Rachel Cusk's Reading List

The author of a groundbreaking book on motherhood looks to the classics for parenting wisdom.

By Nell Casey

In 2001, Rachel Cusk raised the subject of motherhood to new literary heights—and became a beacon to moms everywhere—with A Life's Work, her lyrical yet fiercely honest memoir about her tough first year as a parent. Now the British author is focusing on her family once more, this time through the lens of travel. In her new book, The Last Supper: A Summer in Italy (Faber and Faber), Cusk describes how she and her two young daughters were transformed by three months of exploring the country's art and culture. Here, she offers a list of five books that have influenced her as a chronicler of domestic life and as a parent.

Flambards

by K. M. Peyton (Oxford Children's Modern Classics)
"I grew up in Los Angeles until I was 8, when my family moved back to England, so I was very aware of the difference between the two cultures. Whereas American writers such as Laura Ingalls Wilder write about struggling against various obstacles together as a family, British literature is all about the adventures children have while their parents are off traveling or dead. Flambards is just this sort of book. In it, Christina, an orphaned girl, goes to live with her cousins in their grand estate, Flambards. Because she is an English heroine, she's feisty and independent, and eventually she becomes the mistress of Flambards. Peyton is one of those writers whose appropriateness for children exists in her clarity of expression.
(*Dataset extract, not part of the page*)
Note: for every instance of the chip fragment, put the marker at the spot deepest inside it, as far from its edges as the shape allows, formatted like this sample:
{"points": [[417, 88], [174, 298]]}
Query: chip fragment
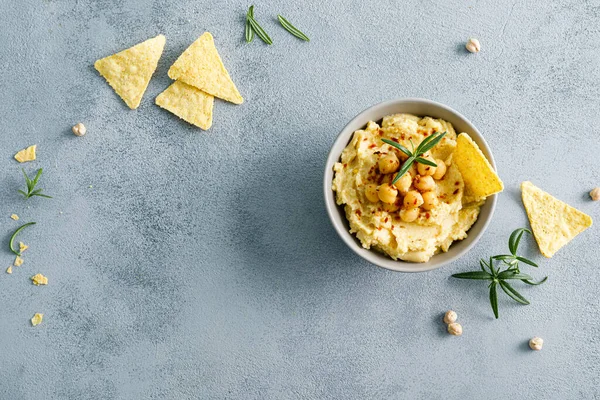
{"points": [[18, 261], [554, 223], [129, 71], [478, 174], [37, 319], [39, 279], [27, 154], [188, 103], [201, 66]]}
Adults get drunk and they swear, but her clear language allows the child to enter this reality. This makes the book fantastic to read as a child and to read to children as an adult. When I read it to my own daughters, who are 6 and 7, I got so carried away that I kept going even after they had fallen asleep, tears falling down my cheeks."

Jane Eyre

by Charlotte Brontë (Vintage Classics)
"I must have been 13 when I first read this novel, which is about the female struggle for dignity and independence. Indeed, I view it as a female rite of passage to which I will subject my own daughters! Jane eventually marries, but she takes an original route to her position as wife and, though she loses the fantasy man—the Rochester she was in love with as a younger woman is dead to her by the end—she finds a more genuine existence. I never tire of its journeys through the female psyche, and it amuses me that the character with whom I sympathized the least as a child—Bertha, the madwoman in the attic—is now the one, though it chills me to admit it, I identify with the most."

To the Lighthouse

by Virginia Woolf (Houghton Mifflin Harcourt)
"This book is closely autobiographical; it describes Woolf's childhood and the traditional roles of her parents. I think she was deeply ambivalent about Mrs. Ramsay, the character based on her own mother, and what she represents—the angel of the house, creating grandeur out of self-sacrifice. To me, Mrs. Ramsay is the very opposite of my domestic ability, the patron saint of everything I am not. I think many mothers now have mixed feelings about that image—of the woman whose purpose is to create a lovely home—half wanting it and half terrified of it. To the Lighthouse gives an amazingly detailed description of the female terrain, with all its possibilities and limitations, as true now as it was then."

The Age of Grief

by Jane Smiley (Anchor)
"After reading this book, I handed it to my husband and said, 'This is our life.' We're not dentists, we're not living a suburban American life, and hopefully one of us is not having an affair with someone from the local amateur opera group. But the way Smiley writes about the task of parenthood is so true to the modern world. There are many books out there about mothers and fathers living separate lives and the tensions of that setup. This novella, however, is about the perils of equality. The couple in the book do the same job and run an office together. Basically what Smiley is saying is that they are so much the same that it's difficult for them to express sexuality in their lives. She also makes a moral point that family life is beyond individuality. The husband doesn't feel about his wife the way he did before her indiscretion, but he welcomes her back. The losses and sadness are borne for the sake of the family. I thought that was a very clear setting-out of the difficulties and the rewards of marriage and parenting."

Sons and Lovers

by D. H. Lawrence (Modern Library)
"This is a fictional portrait of Lawrence's own upbringing, particularly of his mother and her realization that all her modest intellectual hopes were being sunk in her drunken husband. The only way she was going to find fulfill­ment was through her two children. It is an intense exploration of a dysfunctional love between a mother and her sons. Lawrence is the great egalitarian: The mother is just as full a per­son as the son who observes her. It's easy to forget, in a family relationship—especially one in which a parent is troubled—that everyone is real. I think Lawrence's gift is the ability to see these relationships as very alive. He is the author who has encouraged me most to write about domestic life; he writes with such intellectual force about the transformation of body and mind that accompanies becoming a parent."